Shrier points out the problem is not necessarily a growing recognition of actual genes on X chromosomes going askew, but that of social contagion.  “Unless you want trouble, do not challenge the narrative of unquestioning ‘affirmation’ for every child who claims to be trans—no matter the age, context, or lack of responsible medical oversight provided to the family.”  And what of that “responsible” medical oversight?  How many FP’s or pediatricians who assist in the permanent alteration of a child’s self-image, and later their body, do so with any specialized training or experience?  A weekend course or a couple of articles from the AAFP makes the practitioner no more capable of dealing with this core-shattering conflict than does a weekend-long CME boondoggle in Tahoe prepare them to perform stat c-sections.  Where are the skeptics in medicine, not just in the trenches, but in positions of leadership and media credibility?  I know, stop laughing, it was a rhetorical question. 

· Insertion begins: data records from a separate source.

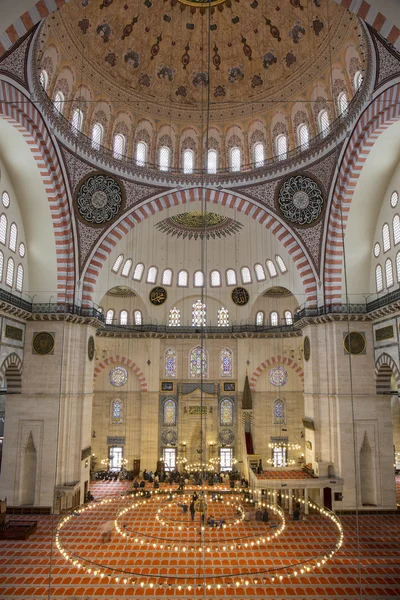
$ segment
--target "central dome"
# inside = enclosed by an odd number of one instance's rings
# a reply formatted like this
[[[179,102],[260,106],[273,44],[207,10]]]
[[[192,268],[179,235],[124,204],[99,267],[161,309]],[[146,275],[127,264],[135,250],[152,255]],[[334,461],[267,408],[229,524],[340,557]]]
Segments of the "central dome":
[[[182,121],[208,95],[214,120],[298,96],[352,29],[331,1],[71,0],[47,34],[110,100]]]

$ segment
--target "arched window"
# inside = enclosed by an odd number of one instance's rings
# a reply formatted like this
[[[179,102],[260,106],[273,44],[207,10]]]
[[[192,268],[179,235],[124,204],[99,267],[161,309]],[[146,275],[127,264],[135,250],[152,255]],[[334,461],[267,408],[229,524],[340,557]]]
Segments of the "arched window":
[[[234,269],[227,269],[226,271],[226,283],[227,285],[236,285],[236,272]]]
[[[170,327],[180,327],[181,325],[181,311],[176,306],[169,311],[168,325]]]
[[[75,129],[75,133],[82,131],[83,127],[83,112],[76,108],[72,114],[72,127]]]
[[[293,325],[293,315],[290,310],[285,310],[286,325]]]
[[[242,267],[240,274],[242,276],[242,283],[251,283],[251,271],[249,267]]]
[[[15,288],[16,288],[17,292],[22,292],[23,285],[24,285],[24,267],[22,265],[18,265],[17,281],[15,282]]]
[[[10,287],[14,283],[14,260],[10,257],[7,261],[6,284]]]
[[[134,311],[133,319],[135,321],[135,325],[141,325],[143,323],[142,313],[140,310]]]
[[[138,142],[136,144],[136,164],[138,167],[144,167],[147,161],[147,144]]]
[[[201,300],[197,300],[192,306],[192,326],[204,326],[206,324],[206,316],[206,305]]]
[[[376,265],[375,268],[375,283],[376,291],[381,292],[383,290],[383,274],[381,265]]]
[[[133,271],[132,279],[135,281],[141,281],[144,272],[144,264],[138,263]]]
[[[399,215],[394,215],[393,217],[393,241],[394,245],[400,243],[400,217]]]
[[[157,267],[150,267],[147,271],[146,283],[155,283],[157,281],[158,269]]]
[[[1,267],[1,271],[3,270],[3,267]],[[396,254],[396,271],[397,271],[397,281],[400,282],[400,252],[398,252]],[[1,281],[1,277],[0,277],[0,281]]]
[[[308,126],[305,123],[299,125],[299,128],[297,130],[297,137],[301,149],[307,150],[308,145],[310,143],[310,130],[308,129]]]
[[[380,255],[380,253],[381,253],[381,245],[380,245],[379,242],[376,242],[375,245],[374,245],[374,256],[375,256],[375,258],[378,258],[378,256]]]
[[[211,271],[210,274],[211,287],[221,286],[221,273],[219,271]]]
[[[158,152],[158,164],[160,171],[168,171],[171,166],[171,149],[168,146],[161,146]]]
[[[61,114],[64,110],[64,101],[64,94],[62,92],[57,92],[54,98],[54,108]]]
[[[120,398],[111,402],[111,425],[121,425],[123,422],[123,404]]]
[[[231,161],[231,171],[237,172],[240,171],[241,163],[242,163],[242,153],[238,146],[234,146],[231,148],[230,152],[230,161]]]
[[[399,201],[399,193],[396,191],[392,192],[392,194],[390,196],[390,206],[392,208],[396,208],[398,201]],[[3,204],[4,204],[4,202],[3,202]],[[4,204],[4,206],[6,206],[6,205]]]
[[[161,277],[161,283],[163,285],[172,285],[172,270],[171,269],[164,269],[162,277]]]
[[[0,281],[3,281],[4,254],[0,250]]]
[[[255,271],[255,274],[256,274],[257,281],[264,281],[265,280],[264,267],[262,265],[260,265],[260,263],[257,263],[257,264],[254,265],[254,271]]]
[[[281,133],[276,136],[275,146],[276,146],[276,154],[277,154],[279,160],[284,160],[287,156],[287,151],[288,151],[287,136],[284,133]]]
[[[214,175],[218,168],[218,153],[216,150],[207,152],[207,173]]]
[[[278,275],[278,272],[277,272],[276,267],[275,267],[274,263],[272,262],[272,260],[271,259],[266,260],[265,264],[267,265],[269,276],[276,277]]]
[[[270,323],[272,327],[277,327],[279,324],[279,316],[278,313],[276,312],[276,310],[273,310],[271,315],[270,315]]]
[[[357,91],[360,89],[360,87],[362,86],[362,82],[363,82],[363,76],[361,71],[357,71],[357,73],[354,75],[354,89]]]
[[[114,135],[113,155],[114,158],[122,158],[125,152],[125,136],[122,133]]]
[[[128,325],[128,311],[121,310],[119,313],[119,324],[120,325]]]
[[[340,92],[339,96],[338,96],[338,107],[339,107],[339,113],[340,114],[344,114],[347,112],[347,109],[349,108],[349,101],[347,99],[347,94],[346,92]]]
[[[257,142],[253,146],[253,162],[255,167],[263,167],[264,166],[264,144],[262,142]]]
[[[221,350],[221,377],[232,377],[232,350]]]
[[[166,375],[171,377],[171,375]],[[164,426],[174,427],[176,425],[176,402],[173,398],[167,398],[163,410]]]
[[[179,271],[178,273],[178,286],[187,287],[189,282],[189,275],[187,271]]]
[[[219,423],[221,427],[233,425],[233,402],[230,398],[223,398],[219,405]]]
[[[131,272],[131,268],[132,268],[132,260],[130,258],[128,258],[128,260],[125,261],[125,264],[122,268],[121,275],[123,277],[128,277],[129,273]]]
[[[176,377],[177,353],[174,348],[167,348],[164,353],[164,377]]]
[[[383,251],[388,252],[390,250],[390,231],[389,225],[387,223],[382,227],[382,241],[383,241]]]
[[[117,258],[115,259],[115,263],[112,266],[111,271],[113,271],[114,273],[118,273],[123,260],[124,260],[123,254],[120,254],[119,256],[117,256]]]
[[[286,420],[285,402],[281,398],[274,400],[273,422],[275,425],[284,425]]]
[[[40,81],[40,85],[42,86],[42,88],[44,89],[44,91],[46,91],[47,90],[47,86],[49,85],[49,76],[48,76],[47,71],[45,69],[42,69],[40,71],[39,81]]]
[[[201,346],[196,346],[189,355],[189,376],[207,377],[208,374],[208,356],[207,352]]]
[[[318,128],[320,133],[322,133],[324,137],[328,134],[329,125],[330,123],[328,111],[326,110],[326,108],[324,108],[318,115]]]
[[[386,272],[386,287],[390,288],[394,284],[393,279],[393,264],[390,258],[386,260],[385,263],[385,272]]]
[[[229,327],[229,311],[224,306],[217,313],[218,327]]]
[[[92,148],[99,150],[103,141],[104,129],[100,123],[95,123],[92,127]]]
[[[112,325],[114,320],[114,311],[110,308],[110,310],[106,313],[106,325]]]
[[[194,170],[194,152],[193,150],[185,150],[183,152],[183,172],[189,175]]]
[[[279,254],[275,254],[275,260],[278,263],[278,267],[281,273],[286,273],[287,266],[283,262],[283,258],[279,256]]]
[[[264,312],[262,310],[259,310],[256,315],[256,325],[259,327],[264,325]]]
[[[7,238],[7,217],[6,215],[1,215],[0,217],[0,243],[6,244]]]
[[[1,201],[3,203],[4,208],[8,208],[10,206],[10,194],[4,191],[1,195]]]
[[[193,277],[194,287],[203,287],[204,285],[204,273],[203,271],[196,271]]]
[[[10,227],[10,238],[8,240],[8,247],[12,252],[15,252],[17,249],[17,237],[18,237],[18,229],[15,223],[11,223]]]

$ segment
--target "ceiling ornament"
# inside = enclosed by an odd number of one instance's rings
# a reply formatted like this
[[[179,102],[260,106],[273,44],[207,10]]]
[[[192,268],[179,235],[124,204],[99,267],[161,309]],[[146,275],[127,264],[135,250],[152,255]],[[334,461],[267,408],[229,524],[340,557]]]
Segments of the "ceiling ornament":
[[[155,227],[167,235],[197,239],[216,239],[235,235],[243,225],[234,219],[217,215],[216,213],[192,211],[168,217],[155,225]]]
[[[223,446],[229,446],[235,441],[235,434],[232,429],[223,429],[218,434],[218,441]]]
[[[292,295],[292,292],[290,292],[285,287],[281,287],[279,285],[270,288],[263,294],[264,297],[269,297],[269,298],[282,298],[284,296],[291,296],[291,295]]]
[[[278,189],[277,207],[287,221],[306,227],[313,225],[324,208],[322,190],[309,176],[288,177]]]
[[[116,285],[115,287],[108,290],[106,296],[113,296],[117,298],[134,298],[136,294],[133,290],[126,287],[125,285]]]
[[[108,379],[111,385],[121,387],[128,381],[128,371],[124,367],[113,367],[108,374]]]
[[[40,331],[33,334],[32,339],[33,354],[53,354],[54,352],[54,333]]]
[[[231,0],[208,0],[208,2],[204,2],[204,0],[171,0],[171,6],[175,6],[177,1],[180,2],[180,4],[186,4],[186,6],[191,6],[193,8],[209,8],[218,6],[224,2],[226,2],[228,6],[232,5]],[[238,0],[236,0],[236,2],[237,1]]]
[[[344,336],[343,345],[348,354],[364,354],[367,340],[363,333],[351,331]]]
[[[175,446],[178,441],[178,434],[175,429],[164,429],[161,434],[161,441],[166,446]]]
[[[283,367],[272,367],[268,375],[269,382],[275,387],[281,387],[288,382],[289,375]]]
[[[77,190],[77,211],[90,225],[112,221],[125,204],[122,184],[106,173],[91,173],[80,181]]]

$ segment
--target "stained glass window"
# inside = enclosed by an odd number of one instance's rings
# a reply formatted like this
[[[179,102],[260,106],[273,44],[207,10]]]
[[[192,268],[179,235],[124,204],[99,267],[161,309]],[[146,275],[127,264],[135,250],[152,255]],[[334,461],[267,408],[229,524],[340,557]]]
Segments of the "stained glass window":
[[[357,71],[357,73],[354,75],[354,87],[355,87],[356,91],[360,89],[362,82],[363,82],[362,73],[361,73],[361,71]]]
[[[111,425],[121,425],[123,419],[122,400],[115,398],[111,403]]]
[[[13,286],[14,282],[14,261],[10,257],[7,261],[7,273],[6,273],[6,284],[10,287]]]
[[[400,244],[400,217],[394,215],[393,217],[393,240],[394,245]]]
[[[56,97],[54,98],[54,108],[58,110],[59,113],[62,113],[64,108],[64,94],[62,92],[57,92]]]
[[[144,264],[138,263],[135,267],[135,270],[133,271],[132,279],[135,279],[136,281],[140,281],[143,277],[143,271],[144,271]]]
[[[385,263],[385,271],[386,271],[386,287],[389,288],[393,285],[393,265],[390,258],[387,259]]]
[[[202,287],[204,285],[203,271],[196,271],[194,274],[194,287]]]
[[[262,310],[259,310],[256,316],[256,325],[264,325],[264,313]]]
[[[24,284],[24,267],[22,265],[18,265],[17,281],[15,283],[15,288],[18,292],[22,292],[23,284]]]
[[[286,325],[293,325],[293,316],[290,310],[285,310]]]
[[[193,173],[194,169],[194,152],[193,150],[185,150],[183,153],[183,172]]]
[[[226,283],[227,285],[236,285],[236,273],[234,269],[228,269],[226,272]]]
[[[150,267],[147,271],[146,283],[155,283],[157,281],[157,267]]]
[[[382,275],[381,265],[376,265],[375,282],[376,282],[376,291],[381,292],[383,290],[383,275]]]
[[[272,311],[272,313],[271,313],[270,321],[271,321],[272,327],[277,327],[277,325],[279,323],[279,317],[278,317],[278,313],[275,310]]]
[[[131,268],[132,268],[132,260],[130,258],[128,258],[128,260],[125,261],[125,264],[122,267],[121,275],[123,275],[123,277],[128,277]]]
[[[233,403],[229,398],[224,398],[220,404],[220,425],[233,425]]]
[[[217,172],[218,154],[216,150],[209,150],[207,153],[207,173],[211,175]]]
[[[192,326],[201,327],[206,324],[206,305],[197,300],[192,307]]]
[[[219,271],[211,271],[211,287],[219,287],[221,285],[221,273]]]
[[[10,206],[10,194],[8,192],[3,192],[1,195],[1,201],[3,202],[4,208],[8,208]]]
[[[381,245],[379,242],[376,242],[375,246],[374,246],[374,256],[375,258],[378,258],[378,256],[381,253]]]
[[[264,165],[264,144],[257,142],[253,148],[254,163],[256,167],[262,167]]]
[[[4,254],[0,250],[0,281],[3,281]]]
[[[15,223],[11,223],[10,227],[10,239],[8,241],[8,247],[13,252],[17,249],[17,237],[18,237],[18,229]]]
[[[278,275],[278,272],[277,272],[276,267],[275,267],[274,263],[272,262],[272,260],[271,259],[266,260],[265,264],[267,265],[269,276],[276,277]]]
[[[158,153],[160,171],[168,171],[171,163],[171,150],[168,146],[161,146]]]
[[[172,284],[172,270],[171,269],[164,269],[163,274],[162,274],[161,283],[163,285],[171,285]]]
[[[201,346],[196,346],[190,352],[189,375],[190,377],[207,377],[208,357]]]
[[[141,325],[143,323],[143,317],[140,310],[135,310],[133,318],[135,320],[135,325]]]
[[[75,133],[82,130],[83,125],[83,112],[76,108],[72,115],[72,127],[75,129]]]
[[[128,381],[128,371],[124,367],[113,367],[108,374],[108,378],[112,385],[121,387]]]
[[[288,372],[283,367],[272,367],[272,369],[269,372],[268,378],[272,385],[274,385],[275,387],[280,387],[287,383],[289,376]]]
[[[180,324],[181,324],[181,311],[179,310],[179,308],[176,308],[176,306],[174,306],[169,311],[168,325],[170,327],[180,327]]]
[[[176,377],[177,355],[174,348],[167,348],[164,355],[164,376]]]
[[[121,133],[117,133],[114,136],[113,154],[114,158],[122,158],[125,152],[125,136]]]
[[[297,135],[299,138],[301,149],[306,150],[310,141],[310,131],[305,123],[302,123],[299,126],[297,130]]]
[[[400,282],[400,252],[396,254],[396,271],[397,271],[397,281]],[[1,276],[0,276],[1,281]]]
[[[113,267],[111,269],[111,271],[113,271],[114,273],[118,273],[119,268],[122,264],[122,261],[124,260],[124,255],[120,254],[116,259],[115,259],[115,263],[113,264]]]
[[[242,276],[242,283],[251,283],[251,272],[249,267],[242,267],[240,273]]]
[[[259,263],[257,263],[256,265],[254,265],[254,270],[256,272],[257,281],[264,281],[264,279],[265,279],[264,267],[262,265],[260,265]]]
[[[99,150],[103,141],[104,129],[100,123],[95,123],[92,127],[92,147]]]
[[[107,311],[106,314],[106,325],[112,325],[114,319],[114,311],[112,309]]]
[[[285,402],[281,398],[274,400],[274,415],[273,420],[277,425],[284,425],[285,423]]]
[[[136,144],[136,164],[138,167],[144,167],[147,159],[147,145],[145,142]]]
[[[328,111],[326,109],[321,110],[321,112],[319,113],[318,125],[319,125],[320,132],[325,137],[327,135],[328,129],[329,129],[329,115],[328,115]]]
[[[47,71],[45,71],[44,69],[42,69],[42,71],[40,72],[39,81],[44,91],[46,91],[47,86],[49,84],[49,76],[47,74]]]
[[[231,171],[240,171],[242,162],[242,153],[240,148],[234,147],[231,149]]]
[[[178,286],[179,287],[187,287],[187,284],[188,284],[188,272],[187,271],[179,271]]]
[[[341,92],[338,96],[338,106],[339,106],[339,112],[341,114],[347,112],[347,109],[349,107],[349,101],[347,99],[347,95],[345,92]]]
[[[229,311],[224,306],[218,310],[218,327],[229,326]]]
[[[2,244],[6,243],[7,237],[7,217],[6,215],[1,215],[0,217],[0,242]]]
[[[172,398],[164,402],[164,425],[176,425],[176,403]]]
[[[232,377],[232,350],[221,351],[221,377]]]
[[[275,255],[275,260],[278,263],[278,267],[281,273],[286,273],[287,271],[287,266],[285,265],[283,258],[281,256],[279,256],[279,254]]]
[[[396,208],[398,201],[399,201],[399,193],[396,191],[392,192],[392,195],[390,196],[390,206],[392,208]]]
[[[119,324],[120,325],[128,325],[128,311],[121,310],[119,313]]]
[[[287,148],[288,148],[288,141],[287,141],[286,135],[284,133],[281,133],[280,135],[278,135],[275,140],[275,144],[276,144],[276,153],[279,157],[279,160],[285,159],[286,155],[287,155]]]
[[[382,241],[383,241],[383,251],[387,252],[390,250],[390,231],[389,225],[387,223],[382,227]]]

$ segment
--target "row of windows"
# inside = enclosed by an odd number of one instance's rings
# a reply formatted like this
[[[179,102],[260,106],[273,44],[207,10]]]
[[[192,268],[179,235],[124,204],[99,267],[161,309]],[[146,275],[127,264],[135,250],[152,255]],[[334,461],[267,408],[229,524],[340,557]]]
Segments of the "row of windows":
[[[396,254],[396,274],[397,282],[400,283],[400,252]],[[391,258],[386,259],[385,262],[385,280],[386,288],[390,288],[394,285],[393,263]],[[383,290],[383,270],[382,266],[379,264],[375,267],[375,283],[376,291],[381,292]]]
[[[115,323],[115,311],[109,309],[106,313],[106,325],[112,325]],[[128,325],[129,313],[127,310],[121,310],[119,313],[119,325]],[[135,325],[142,325],[143,317],[140,310],[133,311],[133,323]],[[201,300],[197,300],[192,306],[192,327],[202,327],[207,323],[207,307]],[[229,327],[230,325],[229,311],[227,308],[222,306],[217,311],[217,325],[218,327]],[[262,327],[267,325],[266,316],[264,311],[260,310],[256,315],[256,325]],[[283,317],[284,325],[293,325],[293,315],[290,310],[284,312]],[[276,311],[272,311],[269,315],[269,325],[271,327],[278,327],[280,325],[279,314]],[[169,311],[168,315],[168,326],[169,327],[180,327],[181,326],[181,311],[179,308],[174,306]]]
[[[399,201],[398,192],[394,191],[390,197],[390,204],[392,208],[396,208],[397,203]],[[398,214],[394,215],[392,220],[392,233],[393,233],[393,243],[395,246],[400,244],[400,216]],[[392,247],[392,240],[390,236],[390,228],[387,223],[382,226],[382,246],[383,252],[389,252]],[[378,258],[381,253],[381,245],[379,242],[375,242],[374,244],[374,256]]]
[[[3,271],[4,271],[4,254],[0,250],[0,282],[3,281]],[[5,273],[5,283],[9,287],[14,287],[14,273],[15,273],[15,263],[14,259],[10,256],[7,260],[7,267]],[[22,265],[18,265],[17,267],[17,277],[15,280],[15,289],[17,292],[22,292],[22,288],[24,285],[24,267]]]
[[[1,200],[4,208],[10,206],[10,195],[7,191],[4,191],[1,195]],[[7,244],[7,233],[8,233],[8,220],[6,215],[3,213],[0,216],[0,244],[4,246]],[[15,223],[11,223],[10,231],[8,234],[8,247],[12,252],[17,251],[18,243],[18,227]],[[18,246],[18,252],[21,258],[25,256],[25,244],[20,242]]]
[[[204,371],[208,371],[208,353],[200,346],[196,346],[189,352],[189,375],[197,377],[201,365],[199,360],[203,356]],[[221,377],[233,377],[233,352],[229,348],[223,348],[219,355]],[[178,354],[175,348],[167,348],[164,352],[164,377],[177,377]]]
[[[123,254],[120,254],[113,266],[112,271],[114,273],[118,273],[121,268],[122,262],[124,260]],[[285,265],[284,260],[277,254],[275,256],[275,260],[278,264],[279,270],[282,274],[286,273],[287,267]],[[124,266],[121,270],[121,275],[123,277],[129,277],[133,266],[132,259],[128,258]],[[267,259],[265,261],[265,266],[267,268],[267,272],[270,278],[277,277],[278,271],[271,259]],[[143,274],[145,271],[145,266],[143,263],[137,263],[132,274],[132,279],[135,281],[141,281],[143,278]],[[254,274],[256,281],[265,281],[267,278],[266,271],[261,263],[256,263],[254,265]],[[252,273],[249,267],[242,267],[240,269],[240,276],[243,284],[252,283]],[[147,270],[146,283],[154,284],[157,282],[158,277],[158,268],[155,266],[151,266]],[[237,285],[238,277],[235,269],[227,269],[225,272],[226,285]],[[161,284],[162,285],[172,285],[173,281],[173,271],[172,269],[164,269],[161,275]],[[182,269],[178,272],[177,285],[179,287],[188,287],[189,285],[189,273],[185,269]],[[205,275],[203,271],[195,271],[193,274],[193,285],[194,287],[203,287],[205,285]],[[221,272],[217,269],[211,271],[210,273],[210,285],[211,287],[220,287],[222,285],[222,275]]]

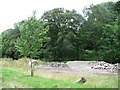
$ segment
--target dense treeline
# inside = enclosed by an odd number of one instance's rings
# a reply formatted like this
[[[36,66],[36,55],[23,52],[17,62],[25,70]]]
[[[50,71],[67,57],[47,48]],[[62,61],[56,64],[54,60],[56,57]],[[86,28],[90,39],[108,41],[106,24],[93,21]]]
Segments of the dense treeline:
[[[48,61],[120,60],[120,2],[75,10],[55,8],[38,20],[35,12],[2,33],[2,57]]]

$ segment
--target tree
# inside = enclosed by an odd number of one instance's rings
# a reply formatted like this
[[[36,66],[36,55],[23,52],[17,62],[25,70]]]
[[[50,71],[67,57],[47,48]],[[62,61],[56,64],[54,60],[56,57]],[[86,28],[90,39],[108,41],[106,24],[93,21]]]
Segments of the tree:
[[[20,31],[17,27],[15,29],[8,29],[2,33],[2,57],[10,57],[12,59],[20,57],[20,53],[15,47],[19,36]]]
[[[18,26],[21,36],[16,42],[17,49],[24,57],[39,58],[42,47],[47,41],[47,29],[44,29],[43,23],[36,19],[35,12]]]
[[[82,57],[82,49],[83,49],[83,33],[82,33],[82,24],[84,22],[84,18],[82,15],[76,13],[76,11],[69,12],[70,21],[68,22],[68,28],[70,32],[68,32],[69,35],[69,41],[73,45],[75,51],[76,51],[76,59],[80,60]]]
[[[51,52],[52,58],[56,60],[67,58],[67,54],[73,53],[68,53],[68,51],[74,51],[74,47],[79,46],[74,44],[79,40],[71,41],[70,39],[75,39],[76,36],[73,37],[70,34],[78,35],[77,33],[79,32],[83,17],[77,14],[75,10],[69,11],[63,8],[55,8],[45,12],[42,16],[42,21],[44,22],[44,26],[49,27],[49,51]],[[77,53],[79,53],[78,51],[77,49]]]
[[[120,1],[117,1],[114,7],[115,11],[118,12],[118,14],[120,14]]]
[[[86,34],[86,48],[88,50],[94,50],[96,52],[96,60],[100,60],[99,51],[105,49],[103,42],[105,39],[109,42],[109,37],[105,27],[107,24],[112,24],[116,20],[115,13],[112,12],[114,3],[102,3],[98,5],[91,5],[84,10],[86,16],[86,22],[83,25],[83,29]],[[110,30],[108,32],[111,32]],[[109,35],[109,34],[108,34]]]
[[[118,31],[117,31],[117,38],[120,42],[120,1],[116,2],[114,10],[117,11],[117,22],[118,22]]]
[[[119,47],[117,40],[117,23],[106,24],[104,26],[104,39],[102,41],[102,46],[104,49],[101,50],[101,57],[104,61],[109,63],[117,63],[119,60]]]
[[[0,58],[2,58],[2,34],[0,34]]]

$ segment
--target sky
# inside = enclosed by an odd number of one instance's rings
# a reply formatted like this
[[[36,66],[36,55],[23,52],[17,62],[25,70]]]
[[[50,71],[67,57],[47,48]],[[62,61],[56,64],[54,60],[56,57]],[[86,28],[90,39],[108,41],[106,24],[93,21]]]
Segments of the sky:
[[[38,19],[45,11],[53,8],[75,9],[82,13],[82,9],[91,4],[117,0],[0,0],[0,34],[14,28],[14,23],[27,19],[36,11]]]

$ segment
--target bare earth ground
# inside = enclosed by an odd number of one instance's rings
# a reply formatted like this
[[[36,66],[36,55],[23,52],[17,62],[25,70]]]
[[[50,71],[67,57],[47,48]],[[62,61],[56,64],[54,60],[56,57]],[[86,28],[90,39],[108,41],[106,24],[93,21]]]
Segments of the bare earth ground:
[[[68,67],[51,67],[51,63],[44,63],[36,66],[36,72],[44,73],[59,73],[59,74],[75,74],[80,76],[93,76],[93,75],[114,75],[117,76],[117,72],[112,72],[108,69],[93,69],[96,61],[68,61],[66,64]]]

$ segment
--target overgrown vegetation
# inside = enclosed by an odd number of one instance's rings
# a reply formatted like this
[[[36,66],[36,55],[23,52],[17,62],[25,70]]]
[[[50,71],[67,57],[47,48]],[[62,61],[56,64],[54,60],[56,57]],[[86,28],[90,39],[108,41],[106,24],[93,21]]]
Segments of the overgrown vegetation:
[[[119,1],[91,5],[83,10],[55,8],[38,20],[29,17],[2,33],[2,57],[29,57],[48,61],[120,60]]]

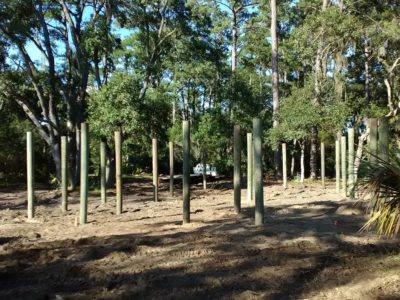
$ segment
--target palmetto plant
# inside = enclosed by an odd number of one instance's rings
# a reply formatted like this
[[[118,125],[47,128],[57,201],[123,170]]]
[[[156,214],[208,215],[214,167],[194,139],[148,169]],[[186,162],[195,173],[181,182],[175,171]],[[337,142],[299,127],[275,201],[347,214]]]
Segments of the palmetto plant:
[[[368,202],[371,214],[362,229],[375,227],[381,235],[396,236],[400,229],[400,150],[389,157],[361,163],[355,192]]]

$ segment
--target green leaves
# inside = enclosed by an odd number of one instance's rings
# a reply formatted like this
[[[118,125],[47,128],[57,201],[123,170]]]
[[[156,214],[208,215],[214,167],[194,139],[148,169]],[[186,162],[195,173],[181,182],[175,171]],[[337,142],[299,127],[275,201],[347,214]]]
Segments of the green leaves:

And Voila’! the author brings me full circle with “a 2018 paper by Brown University public health researcher Lisa Littman, which hypothesized that the sudden uptick in transgender identification among teen girls might be a maladaptive coping mechanism similar to an eating disorder.”  Didn’t I always know it?

But enough self-congratulation, back to Shrier: “I want to be clear about something. I don’t believe that I’ve been harmed by these suppression efforts….

But there is a victim here—the public. A network of activists and their journalistic enablers have largely succeeded in suppressing a real discussion of the over-diagnosis of gender dysphoria among vulnerable girls…

This is what censorship looks like in 21st-century America. It isn’t the government sending police to your home. It’s Silicon Valley oligopolists implementing blackouts and appeasing social-justice mobs, while sending disfavored ideas down memory holes. And the forces of censorship are winning.”  If you think that she isn’t describing the AMA and its lackeys, to be used as cover by state medical boards to sanction the non-compliant, then you are a fool.

Physicians are increasingly abdicating their responsibility to stand against this censorship on behalf of their patients, and of their own self-respect.  I think – to not put too fine a point on it – that all efforts to promote, normalize, and celebrate “transgenderism” are destructive, lazy, narcissistic bullshit that are the absolute opposite of compassion toward those who need it more than most.    

And maybe you think I’m wrong.  Fine.  The larger point here is that the medical community should not be afraid to argue it out, and should not promote unproven ideas based on the fashionable winds.  When I think of our profession’s embrace not of knowledge, but of our own professional social contagion, it gives me the urge to make myself vomit.